= Guillaume Ibos =

French opera singer (1860–1952)

Guillaume Ibos (10 July 1860 – 22 September 1952) was a French opera singer.

== Career ==
Born in Muret (Haute-Garonne), Ibos continued his musical studies at the Conservatoire de Paris, where he won first prize. He was immediately hired at the Paris Opera.

He made his debut at the Opéra Garnier as a young tenor in 1882, playing the role of Fernando in Donizetti's La Favorite, which he played again in 1885.

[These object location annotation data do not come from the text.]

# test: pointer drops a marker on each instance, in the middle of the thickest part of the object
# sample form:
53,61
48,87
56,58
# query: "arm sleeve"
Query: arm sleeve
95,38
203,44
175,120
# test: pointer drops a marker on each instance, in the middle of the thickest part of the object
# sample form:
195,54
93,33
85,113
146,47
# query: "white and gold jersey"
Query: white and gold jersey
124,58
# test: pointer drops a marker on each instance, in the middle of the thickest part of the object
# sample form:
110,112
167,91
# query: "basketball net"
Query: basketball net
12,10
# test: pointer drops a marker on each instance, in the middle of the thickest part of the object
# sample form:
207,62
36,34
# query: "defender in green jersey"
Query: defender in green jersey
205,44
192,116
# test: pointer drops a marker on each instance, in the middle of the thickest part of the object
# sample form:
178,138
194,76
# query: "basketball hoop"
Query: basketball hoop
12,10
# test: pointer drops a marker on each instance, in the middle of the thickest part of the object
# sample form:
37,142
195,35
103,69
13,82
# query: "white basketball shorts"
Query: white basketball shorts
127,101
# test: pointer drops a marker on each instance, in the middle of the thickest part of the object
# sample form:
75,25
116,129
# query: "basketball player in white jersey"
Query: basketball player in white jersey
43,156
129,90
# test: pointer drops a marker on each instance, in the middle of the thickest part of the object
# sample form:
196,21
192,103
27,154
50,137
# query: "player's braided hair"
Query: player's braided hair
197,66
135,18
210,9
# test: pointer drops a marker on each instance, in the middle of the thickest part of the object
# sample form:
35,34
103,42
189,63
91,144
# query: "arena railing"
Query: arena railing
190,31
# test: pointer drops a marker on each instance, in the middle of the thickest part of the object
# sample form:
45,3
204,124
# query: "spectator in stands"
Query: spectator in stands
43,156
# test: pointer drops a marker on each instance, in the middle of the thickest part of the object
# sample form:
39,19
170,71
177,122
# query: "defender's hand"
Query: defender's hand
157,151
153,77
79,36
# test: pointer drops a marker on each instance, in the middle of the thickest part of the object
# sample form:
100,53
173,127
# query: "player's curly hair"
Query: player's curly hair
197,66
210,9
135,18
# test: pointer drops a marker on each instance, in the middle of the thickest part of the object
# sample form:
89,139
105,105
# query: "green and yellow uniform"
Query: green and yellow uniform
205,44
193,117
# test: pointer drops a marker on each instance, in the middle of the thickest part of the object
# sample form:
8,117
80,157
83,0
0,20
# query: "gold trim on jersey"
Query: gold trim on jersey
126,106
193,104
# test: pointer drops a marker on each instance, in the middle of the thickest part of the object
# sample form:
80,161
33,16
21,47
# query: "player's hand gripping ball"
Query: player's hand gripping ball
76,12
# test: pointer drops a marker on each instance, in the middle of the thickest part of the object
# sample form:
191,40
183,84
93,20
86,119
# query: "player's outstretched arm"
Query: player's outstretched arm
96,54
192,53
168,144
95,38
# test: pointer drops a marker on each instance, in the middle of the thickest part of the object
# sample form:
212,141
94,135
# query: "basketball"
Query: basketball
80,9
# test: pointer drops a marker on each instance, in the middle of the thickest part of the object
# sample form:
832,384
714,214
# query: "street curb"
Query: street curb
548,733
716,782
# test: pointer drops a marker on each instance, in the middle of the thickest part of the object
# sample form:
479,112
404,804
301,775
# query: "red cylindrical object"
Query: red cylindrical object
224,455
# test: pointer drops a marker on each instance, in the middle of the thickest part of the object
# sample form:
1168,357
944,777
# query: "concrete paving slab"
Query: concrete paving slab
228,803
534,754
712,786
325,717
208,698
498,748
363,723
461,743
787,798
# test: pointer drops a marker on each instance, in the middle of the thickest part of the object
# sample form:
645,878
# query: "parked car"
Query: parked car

He became one of the main French tenors of the Belle Époque. He was toured extensively to sing his repertoire, notably in Madrid, Brussels, Geneva, Vienna, and St. Petersburg. He toured the United States in 1897–1898. His debut at La Scala took place in 1904.

Since Ibos was a friend of Jules Massenet, the latter modified the score of the character of Werther, previously planned for a baritone, and remade it to suit the tenor role. The premiere was held at the Vienna State Opera (in a German translation) on 16 February 1892 and the première in French at the Théâtre de Genève on 27 December 1892. The work was presented at the Opéra-Comique on 16 January 1893 with Ibos in the title role. Ibos also played major roles such as the Duke in Rigoletto, Don Ottavio in Don Giovanni, Roméo in Roméo et Juliette, Vasco in Meyerbeer's L'Africaine, Raoul in Les Huguenots, and Don Gomez in Camille Saint-Saëns' Henry VIII. He also sang Wagner and was nicknamed "the King of Lohengrin".

Ibos died in Montesquieu-Volvestre (Haute-Garonne).

The Clément-Ader museum of Muret keeps the written archives (correspondence, photographs, sheet music, various documents), certain stage costumes, recordings, posters and props of this great tenor of the Belle Époque.